第2話 親友からの電話はいつも緊張の連続だ!

 

 俺の名前はFK。アニメ好きのしがないサラリーマンだ。


 そんな俺がいつものように鈴羽でハァハァしている時、スマホが鳴った。


「くそ、なんだよ、今いいとこなんだよ!」


 俺は相手を確認した。前回のように数少ない親友を失うわけにはいかない。

 スマホの表示をうかがうと、長年の親友の一人、テリーだ。問題ない。フリックだ。


「もしもしKちゃん? テリーだよ」

「おう、テリーじゃねぇか。おめぇさん、久しぶりだな」


 陽気な声が届いた。大丈夫。今の所、イヤな予感はしない。


「テリー、知ってるか? 親友が結婚するらしいぞ」

「うん、聞いてるよ。そんな気はしてたけどね」


 テリーの言葉に若干の引っかかりをおぼえたが、話がややこしくなりそうなので無視した。

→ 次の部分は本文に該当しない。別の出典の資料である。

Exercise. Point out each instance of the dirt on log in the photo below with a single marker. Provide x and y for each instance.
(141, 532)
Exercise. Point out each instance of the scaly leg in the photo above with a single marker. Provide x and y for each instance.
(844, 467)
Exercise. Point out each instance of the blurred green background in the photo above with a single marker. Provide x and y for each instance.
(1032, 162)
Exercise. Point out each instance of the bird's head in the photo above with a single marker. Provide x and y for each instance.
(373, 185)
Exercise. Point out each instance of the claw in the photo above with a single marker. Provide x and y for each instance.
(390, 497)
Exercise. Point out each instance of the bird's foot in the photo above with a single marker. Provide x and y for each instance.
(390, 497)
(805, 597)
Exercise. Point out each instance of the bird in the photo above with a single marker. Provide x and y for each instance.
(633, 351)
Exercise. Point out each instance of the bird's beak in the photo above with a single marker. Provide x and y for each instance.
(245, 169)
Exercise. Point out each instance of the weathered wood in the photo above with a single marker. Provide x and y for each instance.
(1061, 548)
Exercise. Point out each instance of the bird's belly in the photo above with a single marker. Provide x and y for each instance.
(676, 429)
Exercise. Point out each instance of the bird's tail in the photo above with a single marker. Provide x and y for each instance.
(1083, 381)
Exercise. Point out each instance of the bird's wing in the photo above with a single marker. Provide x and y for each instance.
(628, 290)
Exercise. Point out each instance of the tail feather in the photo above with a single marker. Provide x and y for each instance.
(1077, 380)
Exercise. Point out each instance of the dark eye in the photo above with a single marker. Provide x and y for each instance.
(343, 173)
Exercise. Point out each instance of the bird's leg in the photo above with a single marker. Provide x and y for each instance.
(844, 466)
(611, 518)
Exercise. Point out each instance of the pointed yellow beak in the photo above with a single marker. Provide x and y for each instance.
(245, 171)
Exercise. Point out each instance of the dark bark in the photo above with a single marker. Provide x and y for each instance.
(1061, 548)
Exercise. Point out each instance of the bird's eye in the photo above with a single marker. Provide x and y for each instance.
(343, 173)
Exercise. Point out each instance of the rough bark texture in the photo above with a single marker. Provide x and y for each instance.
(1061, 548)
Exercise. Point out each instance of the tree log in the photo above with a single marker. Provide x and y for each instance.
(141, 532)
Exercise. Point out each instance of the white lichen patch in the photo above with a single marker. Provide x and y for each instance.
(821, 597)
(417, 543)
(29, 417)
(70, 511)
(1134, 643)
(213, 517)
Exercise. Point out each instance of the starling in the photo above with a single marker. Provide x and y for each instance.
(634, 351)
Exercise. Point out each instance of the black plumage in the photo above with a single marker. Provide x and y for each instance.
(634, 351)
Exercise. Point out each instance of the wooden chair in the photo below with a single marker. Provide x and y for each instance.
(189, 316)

「なぁテリーよ。俺たちさ、結婚したらチンポ切るって誓い合ったよな?」


『結婚したらチンポ切る同盟』の話を持ち出すと、テリーはそういえばそんなものもあったね、とかぬかした。


「テリーは結婚しないよな? そうだよな?」

「うん、僕は結婚しないよ」

「ありがてぇ、ありがてぇ」

 神に感謝した。魂と思想を共有する同志がそこにいた。


「でもKちゃんは結婚したほうがいいと思うよ」

「はぁ? 結婚なんかしたら死ぬぜ?」


 思えば俺は超絶結婚否定派だ。過激派代表と言ってもいい。今でも地獄けっこんへの道は善意の言葉で敷き詰められていると考えている。それにチンポは切りたくない。


「そういえばKちゃん、憶えてるかな?」


 たいていのことは忘れちまってるよ、とシニカルに応える俺に、テリーは語りかけてきた。


「高校の時さ、Kちゃんに頼まれてIちゃんに会いに行ったことあるじゃない?」

「なんだっけ……?」


 なんのことだかさっぱり忘れていた。


「いやいや、Kちゃんが受験で忙しい時にIちゃんから電話があったから、代わりに僕に会いに行けって言ったじゃない」

「そうだっけ?」

「忘れてるの? 僕はハッキリ憶えてるよ」

「ああ、それで?」

「それで僕も訳がわからないまま指定のコンビニまで会いに行ったんだけど」

「ふむふむ」

「Iちゃんに、なんでアンタが来んのよって怒られたよ」

「そりゃそうだろ、Iちゃんは俺に用事があったんだろ? それがテリー、おめぇさんが会いに行ったら怒るよ」

「まぁ、そうなんだけど。Kちゃん、なんであのとき自分で行かなかったの? 僕、Iちゃんから雰囲気で何の話だかわかるでしょ? って言われて初めて気がついたよ」

「悪い、たぶん美人局だと思ったんじゃないかな?」

「つつもたせ? 知り合いにそんなコトしないでしょ」

「そうか? でもその節はメンドウかけたな」

「いいよ、僕は僕でIちゃんからちょっと殴らせてって殴られただけだから」


 テリーは嬉しそうだった。女性からの暴力はテリーにとってご褒美タイムなのだ。あくまで我々の業界での話である。


「それで今更だけど、Iちゃんの話ってなんだった?」


 俺は受験戦争の準備に忙しく、いまの今までそんな過去があったことをすっかり忘れていた。


「さあね、Kちゃん。僕にはわからないよ」

「そうか、まあいいや」

 

 しばらく昔話を続けて電話を切った。

 鈴羽のおっぱいは今日も元気に揺れていた。俺は股間に触れ、チンポがついていることを確認し、世界の平和を願った。